Our first aim i s to document the entire breast cancer screening process In community practice across the state of Vermont. The new data collected will add to our 16 years of longitudinal data, which provide the foundation for our proposed research program, data sharing with the Statistical Coordination Center, and collaborations with other PROSPR sites. Second, we will pursue a research program that improves the screening process by developing prognostic markers that can be used to develop personalized management strategies for ductal carcinoma in situ (DCIS). Using longitudinal data on approximately 1400 DCIS cases from the VBCSS, we will seek to identify novel molecular, morphologic, radiologic, and tumor microenvironment markers that can stratify DCIS patients by risk of progression to invasive disease. Our comparative effectiveness analyses will provide a framework by which new DCIS prognostic markers can be evaluated for their potential impacts on the benefits and harms of screening. Third, we will conduct collaborative research with other PROSPR Research Centers, the PROSPR Statistical Coordination Center, the National Cancer Institute, and the larger research community. Our multidisciplinary team of experienced basic, clinical, and population scientists will lead and participate in trans-Network initiatives and ensure the dissemination of our data and study findings. Accomplishment of these aims will provide a rich source of data for use in evaluating and improving current breast cancer screening processes. Success in our research program will fill an urgent need for identification of DCIS prognostic markers that could enable personalized management strategies.
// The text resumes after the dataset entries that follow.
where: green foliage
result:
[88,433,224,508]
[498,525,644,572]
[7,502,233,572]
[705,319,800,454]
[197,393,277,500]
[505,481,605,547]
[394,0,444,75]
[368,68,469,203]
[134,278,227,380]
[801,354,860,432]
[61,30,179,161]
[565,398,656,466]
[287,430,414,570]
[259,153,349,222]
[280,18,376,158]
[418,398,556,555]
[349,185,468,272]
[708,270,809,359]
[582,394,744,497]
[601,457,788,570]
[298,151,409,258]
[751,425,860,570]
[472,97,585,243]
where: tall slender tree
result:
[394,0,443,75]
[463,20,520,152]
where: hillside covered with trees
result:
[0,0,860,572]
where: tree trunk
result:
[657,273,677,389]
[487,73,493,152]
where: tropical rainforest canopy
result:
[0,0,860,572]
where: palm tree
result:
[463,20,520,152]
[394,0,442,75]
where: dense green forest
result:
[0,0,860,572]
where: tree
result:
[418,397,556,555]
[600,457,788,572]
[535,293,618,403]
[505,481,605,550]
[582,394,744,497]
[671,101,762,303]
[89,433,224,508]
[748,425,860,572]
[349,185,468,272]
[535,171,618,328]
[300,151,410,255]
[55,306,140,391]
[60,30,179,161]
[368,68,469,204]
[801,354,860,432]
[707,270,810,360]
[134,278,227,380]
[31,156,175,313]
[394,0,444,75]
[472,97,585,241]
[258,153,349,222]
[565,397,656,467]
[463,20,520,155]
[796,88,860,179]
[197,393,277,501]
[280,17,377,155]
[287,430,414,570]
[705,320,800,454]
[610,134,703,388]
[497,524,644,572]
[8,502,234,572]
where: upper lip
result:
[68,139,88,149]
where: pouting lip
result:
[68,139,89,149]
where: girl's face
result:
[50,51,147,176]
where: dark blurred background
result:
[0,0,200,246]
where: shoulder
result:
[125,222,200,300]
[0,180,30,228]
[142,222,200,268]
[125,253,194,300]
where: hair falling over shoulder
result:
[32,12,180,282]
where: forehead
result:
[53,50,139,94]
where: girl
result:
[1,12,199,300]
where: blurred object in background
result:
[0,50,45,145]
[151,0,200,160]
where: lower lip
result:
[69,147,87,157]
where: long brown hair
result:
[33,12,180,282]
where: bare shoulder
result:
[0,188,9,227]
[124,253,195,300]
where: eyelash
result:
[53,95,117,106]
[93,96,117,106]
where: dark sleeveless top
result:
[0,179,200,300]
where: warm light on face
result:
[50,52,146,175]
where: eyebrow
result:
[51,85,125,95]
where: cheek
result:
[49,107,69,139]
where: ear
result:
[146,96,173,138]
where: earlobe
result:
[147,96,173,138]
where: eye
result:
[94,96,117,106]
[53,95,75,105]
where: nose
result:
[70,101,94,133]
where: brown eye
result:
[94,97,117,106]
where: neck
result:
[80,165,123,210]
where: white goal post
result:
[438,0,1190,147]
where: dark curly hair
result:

Breast cancer screening detects many early stage breast cancers (ductal carcinoma in situ or DCIS) that are unlikely to threaten a woman's life. However, aggressive treatment is recommended for all women with DCIS because we cannot currently identify which of these DCIS cases are potentially life threatening. Our research is focused on finding ways to know which DCIS cases are unlikely to progress to invasive cancer so that these women do not have to suffer needlessly from the side effects of aggressive treatment.